I’ve never been a big fan of David Allen’s Getting Things Done® method – all that sorting and categorising of endless lists bores me. But I am a huge fan of getting stuff done. Many years ago after yet another time management course at work I realised that what helped me to get things done was to have a very short list of to-dos everyday.
In a later course I realised it was an unconscious use of Steven Covey’s notion of assessing tasks in terms urgent/important.
It was then I realised that what I valued was getting stuff done. Not sitting down making lists and categorising. But rather clearly identifying actions that would lead towards achievement of my goals and objectives. Identifying the top three or four things I could do everyday to help to make those things happen.
But many of my goals, both business and personal, needed the assistance and cooperation of other people, and it became clear that social capital was an important consideration.
The bigger the goals the more likely it is that social capital will play a significant part in the process.

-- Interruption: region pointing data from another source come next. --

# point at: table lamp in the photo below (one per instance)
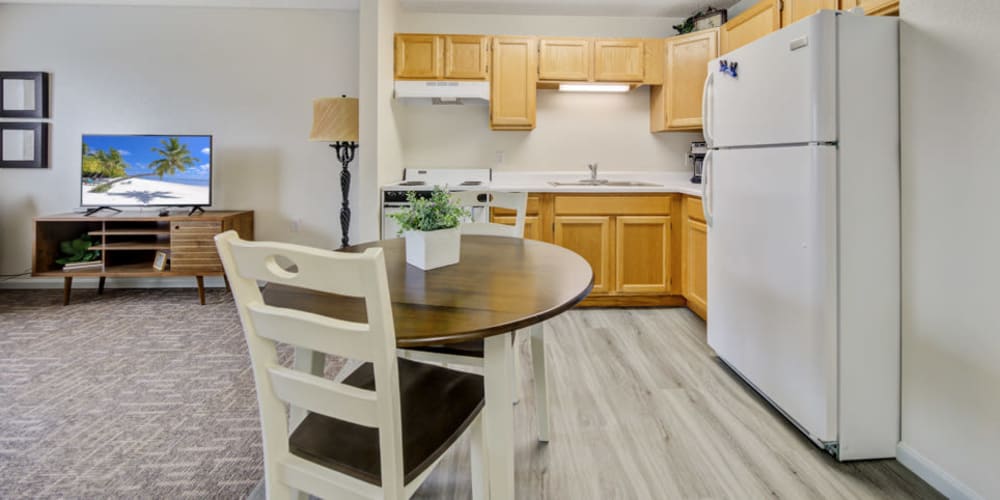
(335, 119)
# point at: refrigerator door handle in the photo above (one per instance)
(706, 188)
(706, 108)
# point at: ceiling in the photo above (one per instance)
(614, 8)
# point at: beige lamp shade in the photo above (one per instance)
(335, 119)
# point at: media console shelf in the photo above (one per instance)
(128, 243)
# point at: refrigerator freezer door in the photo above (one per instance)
(784, 91)
(772, 276)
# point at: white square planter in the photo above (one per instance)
(433, 249)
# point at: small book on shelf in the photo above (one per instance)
(79, 266)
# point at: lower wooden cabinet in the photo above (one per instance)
(591, 237)
(642, 254)
(644, 249)
(694, 265)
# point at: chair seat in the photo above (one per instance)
(471, 349)
(437, 405)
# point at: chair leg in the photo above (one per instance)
(477, 452)
(515, 368)
(541, 381)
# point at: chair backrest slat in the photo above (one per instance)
(511, 201)
(348, 274)
(320, 395)
(312, 331)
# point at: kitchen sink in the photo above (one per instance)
(604, 182)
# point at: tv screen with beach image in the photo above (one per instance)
(146, 170)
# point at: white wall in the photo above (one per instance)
(572, 129)
(951, 244)
(247, 76)
(381, 154)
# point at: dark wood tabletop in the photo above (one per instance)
(499, 285)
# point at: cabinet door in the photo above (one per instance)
(532, 226)
(618, 60)
(418, 57)
(687, 67)
(564, 59)
(873, 7)
(642, 254)
(514, 79)
(695, 266)
(466, 57)
(589, 236)
(755, 22)
(794, 10)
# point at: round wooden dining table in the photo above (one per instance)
(499, 285)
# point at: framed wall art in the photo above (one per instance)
(24, 94)
(24, 145)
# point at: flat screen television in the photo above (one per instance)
(146, 171)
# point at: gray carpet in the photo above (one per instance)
(136, 393)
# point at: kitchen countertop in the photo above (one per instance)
(538, 182)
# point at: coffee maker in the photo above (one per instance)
(696, 157)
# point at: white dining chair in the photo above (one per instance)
(470, 354)
(379, 432)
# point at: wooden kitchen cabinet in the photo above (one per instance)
(591, 237)
(418, 57)
(642, 254)
(466, 57)
(618, 60)
(794, 10)
(694, 265)
(873, 7)
(513, 83)
(676, 105)
(761, 19)
(565, 59)
(436, 57)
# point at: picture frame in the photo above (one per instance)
(24, 94)
(710, 19)
(24, 145)
(160, 262)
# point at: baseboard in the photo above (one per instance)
(934, 475)
(82, 283)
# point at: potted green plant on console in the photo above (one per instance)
(430, 226)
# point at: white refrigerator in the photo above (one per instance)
(802, 201)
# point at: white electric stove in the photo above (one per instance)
(422, 181)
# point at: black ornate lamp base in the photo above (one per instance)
(345, 153)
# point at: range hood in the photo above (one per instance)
(442, 92)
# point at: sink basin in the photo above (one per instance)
(604, 182)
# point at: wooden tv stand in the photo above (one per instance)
(128, 243)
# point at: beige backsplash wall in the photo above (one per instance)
(572, 129)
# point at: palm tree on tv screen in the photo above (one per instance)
(174, 157)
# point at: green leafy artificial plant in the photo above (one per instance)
(77, 250)
(439, 211)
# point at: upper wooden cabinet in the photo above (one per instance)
(619, 60)
(565, 59)
(513, 83)
(418, 57)
(436, 57)
(761, 19)
(873, 7)
(466, 57)
(676, 105)
(793, 10)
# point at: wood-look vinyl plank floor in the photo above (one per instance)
(641, 408)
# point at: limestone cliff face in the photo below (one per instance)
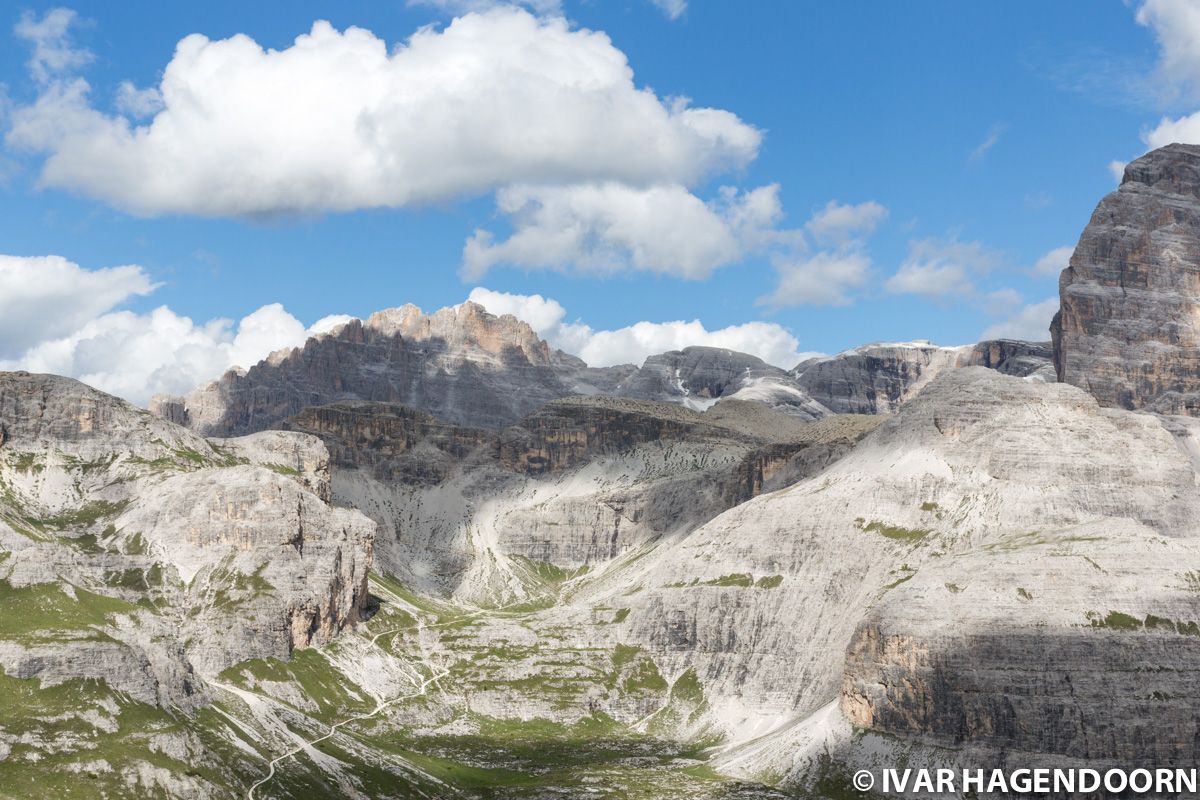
(699, 377)
(880, 378)
(186, 554)
(576, 483)
(1127, 330)
(982, 570)
(461, 364)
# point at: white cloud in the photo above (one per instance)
(51, 40)
(840, 223)
(1031, 323)
(457, 7)
(1176, 25)
(339, 121)
(136, 102)
(48, 296)
(937, 269)
(1185, 130)
(672, 8)
(825, 280)
(612, 227)
(827, 277)
(57, 317)
(631, 344)
(1054, 262)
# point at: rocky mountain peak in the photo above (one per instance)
(1127, 330)
(467, 328)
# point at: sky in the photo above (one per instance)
(185, 187)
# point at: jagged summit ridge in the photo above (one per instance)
(1128, 329)
(469, 367)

The big question for getting stuff done is how to marshal sufficient resources (money, people, effort, time). But the next most important thing is how to turn ideas from just my ideas into our ideas. That is, ideas into which a group of people are willing to invest their resources.

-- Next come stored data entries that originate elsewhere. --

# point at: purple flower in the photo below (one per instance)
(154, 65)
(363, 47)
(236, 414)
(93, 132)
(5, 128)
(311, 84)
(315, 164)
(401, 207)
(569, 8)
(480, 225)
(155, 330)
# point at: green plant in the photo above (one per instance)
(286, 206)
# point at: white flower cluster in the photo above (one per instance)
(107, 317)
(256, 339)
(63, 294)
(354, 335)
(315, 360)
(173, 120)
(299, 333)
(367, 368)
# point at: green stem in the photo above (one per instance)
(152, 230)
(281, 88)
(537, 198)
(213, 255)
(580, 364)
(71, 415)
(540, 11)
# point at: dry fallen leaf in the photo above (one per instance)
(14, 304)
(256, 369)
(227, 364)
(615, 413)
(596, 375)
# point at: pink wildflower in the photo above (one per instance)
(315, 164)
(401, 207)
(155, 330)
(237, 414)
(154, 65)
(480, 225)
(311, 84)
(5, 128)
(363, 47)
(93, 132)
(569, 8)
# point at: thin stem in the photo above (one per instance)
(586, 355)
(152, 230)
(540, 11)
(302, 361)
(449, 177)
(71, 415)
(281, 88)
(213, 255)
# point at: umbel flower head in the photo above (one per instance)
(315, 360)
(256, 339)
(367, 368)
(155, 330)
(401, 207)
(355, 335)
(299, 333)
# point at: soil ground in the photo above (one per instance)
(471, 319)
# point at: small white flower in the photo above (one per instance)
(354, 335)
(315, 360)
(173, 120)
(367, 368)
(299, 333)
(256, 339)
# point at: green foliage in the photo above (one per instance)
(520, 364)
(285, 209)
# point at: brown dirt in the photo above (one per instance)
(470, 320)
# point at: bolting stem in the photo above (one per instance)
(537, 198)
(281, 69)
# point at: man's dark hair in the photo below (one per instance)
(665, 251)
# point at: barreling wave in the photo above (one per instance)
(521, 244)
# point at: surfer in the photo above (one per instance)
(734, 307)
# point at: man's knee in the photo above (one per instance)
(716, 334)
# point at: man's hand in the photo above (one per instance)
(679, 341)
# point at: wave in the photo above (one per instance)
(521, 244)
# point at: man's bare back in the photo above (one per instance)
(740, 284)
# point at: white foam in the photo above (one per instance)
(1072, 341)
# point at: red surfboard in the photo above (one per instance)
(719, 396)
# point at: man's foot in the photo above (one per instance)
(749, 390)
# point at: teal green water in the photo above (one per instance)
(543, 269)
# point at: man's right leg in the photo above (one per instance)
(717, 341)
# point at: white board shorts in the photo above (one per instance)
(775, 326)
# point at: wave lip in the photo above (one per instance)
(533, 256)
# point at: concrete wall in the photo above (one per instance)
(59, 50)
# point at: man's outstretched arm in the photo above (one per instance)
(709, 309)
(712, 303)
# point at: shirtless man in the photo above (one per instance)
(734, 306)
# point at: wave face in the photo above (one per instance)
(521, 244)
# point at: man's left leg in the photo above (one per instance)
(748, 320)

This remains true for any group activity. It means that we get things done in a social economy and that we are constantly trading in social capital.
For most activities goodwill and intrinsic motivation are the things that get people involved. Even for projects where there is strong extrinsic reward it is my experience that those rewards do not motivate people in sustainable ways. This is borne out by research by Dan Pink.
We need to build good relationships and share social capital in order to be able to find and maintain collaborators.
Thus lists are only as good as the social capital that can be harnessed to get things done. It means that we need to be storing up goodwill, good karma, for when we need it.
Psychologists talk about the importance of reciprocity . It is interesting to consider how ideas like social capital and reciprocity are important for getting things done.